Sólstafir - Masterpiece of Bitterness (2005)

 

Tatil ve arkasından korona musibeti ile mücadele ederken en azından aşının ilk dozunu yaptırdığıma şükrediyorum. Kendimden biliyorum, yoksa hastaneye düşermişim. 2 senedir nasıl dayanmışım ofise git gellerle beraber hayret. Herkeslere şifa diler yazıma devam ederim. Böylece Solstafir külliyatını bitiriyoruz. İlk albümde yerini yurdunu arayan Solstafir her ne kadar 3. albümleri Köld ile dünyada bilinir hale gelmiş olsalar da o soundun başlangıcı -tada ! -  işte bu ikinci yapıtları. Şöyle bir fark var ki iyi ki de bunu gelenek olarak devam ettirmemişler, 15 ve 20 dakikalık iki uzuuun upuzuuuun parça içermesi bu albümün.  Kapanış kreşendosu kalbur üstü ki elbette grubun başarısız olduğu bir alan değil kreşendolar, olan 20 dakikalık giriş şarkısının ortasındaki oyalanmaların büyük kısmını attığınızda, süresi neredeyse üçte bire iniyor ve bu hiiiç iyi bir şey değil cancağzım.

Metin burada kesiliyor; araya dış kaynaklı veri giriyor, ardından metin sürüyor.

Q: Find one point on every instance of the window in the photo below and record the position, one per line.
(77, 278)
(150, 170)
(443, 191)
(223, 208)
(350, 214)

Üzülmeyin gerisi bomba gibi, vokal rifler harmoni melodi ritim sololar zırtlar zurtlar her şey sahici içten ve istekle şevkle icra edilmiş. Kendilerine has progresif post metalik bir soundu ilk albümlerinden sonra bu kadar başarıyla ve profesyonelce inşa etmiş olmaları takdire şayan. Ancak atmosferik sludge kaidesi belirgin ve inanılmaz bir renk katıyor albüme.  Bazı performanslar var ki başlangıçtaki hayalkırıklığını unuttrmayı başaracak ve sonrasında sizi supernova patlamalarıyla tanıştıracak. Ritual of Fire'ın sonunda hele bir şeyler oluyor. Dolayısıyla grubu sonraki işleri ile tanıyıp seven tayfa bu albümü dinlemeyerek çok şey demeyim de bayağı bağzı bir şeyler kaybediyor. Elinizdekinin kıymetini bilin yafu.